Dentro – AI Development & AI Consulting

image of a james bond like AI agent in a datacenter

3 types of magic AI Agents

The term “AI agent” has become a buzzword in the tech world. It appears everywhere from VAPI to ChatGPT assistants. But what exactly is an AI agent? How can businesses use this technology effectively? Let’s dive into the 3 main ways to working with AI agents and explore their real-world applications.

What Makes Something an AI Agent?

Think of an AI agent like James Bond:
you brief them on their mission, equip them with tools, and deploy them into the field. The agent makes autonomous decisions about how to achieve its objectives. You still observe the agent from afar, but don’t interact. In technical terms, an AI agent can control its own workflow. You set the parameters, the tools and the setting. But the AI decides how to navigate within them.

The Three Ways to Work with AI Agents

1. Single Agent (Assistant) Approach

The simplest implementation is a single large language model (like ChatGPT) equipped with specific tools. Such agents are often called “Assistant”. These tools might include:

  • Weather lookup capabilities
  • Web search functionality
  • Image generation abilities

Real-World Example: OpenAI’s ChatGPT interface is a prime example of a single agent system. Another successful implementation is DentroChat. It demonstrates how a well-designed single agent can help with daily tasks. We use it all the time for research, brainstorming, checking facts, helping us with blog posts… 😉

a screenshot of DentroChat showing the assistant functionality
DentroChat in action

2. Sequential Agents

This approach chains multiple agents together, each with its own:

  • Unique system prompt
  • Specific set of tools
  • Potentially different underlying AI models

Real-World Example: Consider the blog content pipeline used to write this very post. Different agents handle specific tasks:

  • Agent 1: Transcribes spoken content
  • Agent 2: Sources reference materials
  • Agent 3: Adds internal website links
  • Agent 4: Generates images
  • Agent 5: Formats HTML according to guidelines
Depiction of sequential agents in Flowise.
Sequential AI agents in Flowise. Used for the blog post you’re reading right now

3. Supervisor-Based Teams

This structure involves a main supervisor agent orchestrating multiple sub-agents:

  • The supervisor analyzes incoming requests
  • It delegates tasks to specialized sub-agents
  • Multiple agents can work together on complex problems

Real-World Example: For one of our clients we used the supervisor team. Their customer support chat has one supervisor agent. This supervisor routes queries to specialized agents. The subagents then handle technical issues, complaints, job applications or other specific areas (AI in customer service)
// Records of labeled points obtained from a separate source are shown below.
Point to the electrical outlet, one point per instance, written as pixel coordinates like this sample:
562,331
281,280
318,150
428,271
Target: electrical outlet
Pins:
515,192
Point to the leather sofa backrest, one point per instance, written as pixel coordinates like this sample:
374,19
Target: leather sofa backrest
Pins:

Supervisor of a Customer support app
Supervisor of an agent team for customer support in Flowise

Implementation Challenges and Best Practices

Key Considerations:

  • More control generally leads to better performance for specific use cases
  • Sequential agents offer precise control but require more setup and edge case planning
  • Flat frameworks (single agents) handle edge cases independently but may need stronger system prompts

Getting Started

Ready to build your first AI agent? Here’s how to begin with single agents:

  1. Sign up for a free account at either:
  2. Experiment with building basic assistants
  3. Start with a single agent approach before moving to more complex implementations

Want to build more advanced sequential agents or supervisor teams?
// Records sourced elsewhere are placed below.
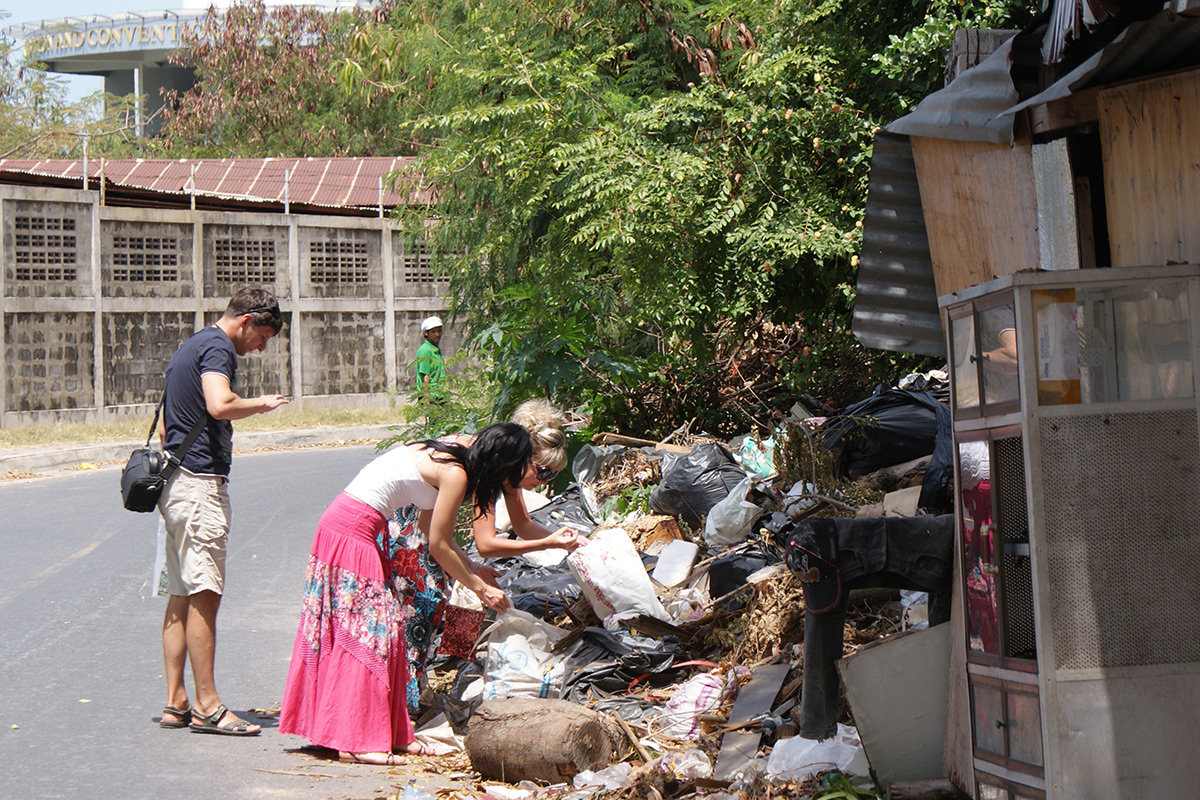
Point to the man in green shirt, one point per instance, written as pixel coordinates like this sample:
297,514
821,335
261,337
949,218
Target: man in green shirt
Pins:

  1. Try out the no-code tool Flowise.
  2. Use highly flexible python frameworks such as Langgraph or CrewAI.

The Bottom Line

The key to using AI agents lies in choosing the right approach for your specific needs. Whether you opt for a single assistant, sequential agents, or a supervisor-based system. Understanding these 3 fundamental approaches will let you decide about your AI strategy.

Remember: The best approach balances control and autonomy. Too much control requires more work but ensures precision. More autonomy can handle unexpected situations but may require stronger initial guidance.